When converted to a rate, the calls metric represents the average fetch rate of each source over the sampling interval (time delta between samples). The fetch_time and parse_time counters, when converted to a rate, represent the average fetch and parsing latency (respectfully), during the sampling interval.
The openmetrics.control.debug metric has a singular value, defaulting to 0. If a non-zero value is stored into this metric using pmstore(1), additional debug messages will be written to the PMDA log file.
LIMITATIONS
pmdaopenmetrics and libpcp internals impose some numerical constraints about the number of sources (4095), metrics (1024) within each source, and instances for each metric (4194304).
INSTALLATION
Install the OpenMetrics PMDA by using the Install script as root:
# cd
$PCP_PMDAS_DIR/openmetrics
# ./Install
To uninstall, the following must be done as root:
# cd
$PCP_PMDAS_DIR/openmetrics
# ./Remove
pmdaopenmetrics is launched by pmcd(1) and should never be executed directly. The Install and Remove scripts notify pmcd when the agent is installed or removed.

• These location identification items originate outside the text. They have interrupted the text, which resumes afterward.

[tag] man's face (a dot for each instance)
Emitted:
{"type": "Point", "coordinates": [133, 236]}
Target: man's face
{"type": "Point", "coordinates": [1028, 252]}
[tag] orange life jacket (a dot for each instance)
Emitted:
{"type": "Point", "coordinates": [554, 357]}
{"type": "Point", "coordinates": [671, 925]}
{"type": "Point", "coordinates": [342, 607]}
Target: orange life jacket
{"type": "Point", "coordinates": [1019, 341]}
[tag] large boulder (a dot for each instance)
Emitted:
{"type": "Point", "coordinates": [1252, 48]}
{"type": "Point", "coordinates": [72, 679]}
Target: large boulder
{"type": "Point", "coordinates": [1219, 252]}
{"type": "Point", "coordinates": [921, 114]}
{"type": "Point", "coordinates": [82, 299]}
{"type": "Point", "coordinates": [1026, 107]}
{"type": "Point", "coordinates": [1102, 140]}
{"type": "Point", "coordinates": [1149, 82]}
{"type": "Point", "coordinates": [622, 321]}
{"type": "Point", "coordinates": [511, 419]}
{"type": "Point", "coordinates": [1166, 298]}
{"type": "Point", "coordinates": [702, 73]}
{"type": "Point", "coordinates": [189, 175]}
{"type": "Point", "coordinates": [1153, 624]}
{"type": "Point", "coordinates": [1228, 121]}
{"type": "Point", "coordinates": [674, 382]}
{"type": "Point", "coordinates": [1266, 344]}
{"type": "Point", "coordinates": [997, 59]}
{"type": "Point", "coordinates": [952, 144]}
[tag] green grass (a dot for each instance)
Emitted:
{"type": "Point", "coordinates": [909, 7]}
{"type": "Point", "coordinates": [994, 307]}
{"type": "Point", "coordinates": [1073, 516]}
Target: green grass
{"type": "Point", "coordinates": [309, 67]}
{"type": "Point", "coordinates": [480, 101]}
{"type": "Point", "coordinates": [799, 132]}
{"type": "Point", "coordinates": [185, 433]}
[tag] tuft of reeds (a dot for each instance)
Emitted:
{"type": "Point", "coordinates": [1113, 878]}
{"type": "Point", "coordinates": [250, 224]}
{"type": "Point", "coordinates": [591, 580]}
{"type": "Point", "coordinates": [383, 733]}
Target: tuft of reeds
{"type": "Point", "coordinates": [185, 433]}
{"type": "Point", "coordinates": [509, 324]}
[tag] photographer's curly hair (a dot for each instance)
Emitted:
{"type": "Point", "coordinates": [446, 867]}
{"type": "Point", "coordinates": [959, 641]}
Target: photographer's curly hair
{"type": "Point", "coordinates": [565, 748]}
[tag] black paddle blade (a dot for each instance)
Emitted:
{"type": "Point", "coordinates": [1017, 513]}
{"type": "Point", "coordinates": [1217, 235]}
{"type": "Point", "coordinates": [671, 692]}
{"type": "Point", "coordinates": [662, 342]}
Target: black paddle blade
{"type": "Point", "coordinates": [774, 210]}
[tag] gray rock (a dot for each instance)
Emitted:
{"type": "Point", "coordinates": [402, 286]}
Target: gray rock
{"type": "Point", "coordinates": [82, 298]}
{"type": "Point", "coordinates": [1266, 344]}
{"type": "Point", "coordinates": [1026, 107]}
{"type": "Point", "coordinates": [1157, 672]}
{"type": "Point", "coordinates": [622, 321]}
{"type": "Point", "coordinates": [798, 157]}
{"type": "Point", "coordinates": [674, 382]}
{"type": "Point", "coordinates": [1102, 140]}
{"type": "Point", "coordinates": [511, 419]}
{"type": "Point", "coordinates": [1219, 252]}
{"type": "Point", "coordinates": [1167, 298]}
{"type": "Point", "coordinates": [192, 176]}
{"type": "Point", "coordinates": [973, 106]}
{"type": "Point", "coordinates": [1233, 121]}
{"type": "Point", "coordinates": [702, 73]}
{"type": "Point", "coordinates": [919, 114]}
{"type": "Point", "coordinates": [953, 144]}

When scripts and .url files are added, removed or changed in the configuration directory, it is usually not necessary to restart the PMDA - the changes will be detected and managed on subsequent requests to the PMDA.
FILES
$PCP_PMDAS_DIR/openmetrics/Install
installation script for the pmdaopenmetrics agent
$PCP_PMDAS_DIR/openmetrics/Remove
undo installation script for the pmdaopenmetrics agent
$PCP_PMDAS_DIR/openmetrics/config.d/
contains URLs and scripts used by the pmdaopenmetrics agent as sources of openmetrics metric data.
$PCP_LOG_DIR/pmcd/openmetrics.log
default log file for error messages from pmdaopenmetrics
$PCP_VAR_DIR/config/144.*
files containing internal tables for metric and instance ID number persistence (domain 144).
PCP ENVIRONMENT
Environment variables with the prefix PCP_ are used to parameterize the file and directory names used by PCP. On each installation, the file /etc/pcp.conf contains the local values for these variables. The $PCP_CONF variable may be used to specify an alternative configuration file, as described in pcp.conf(5).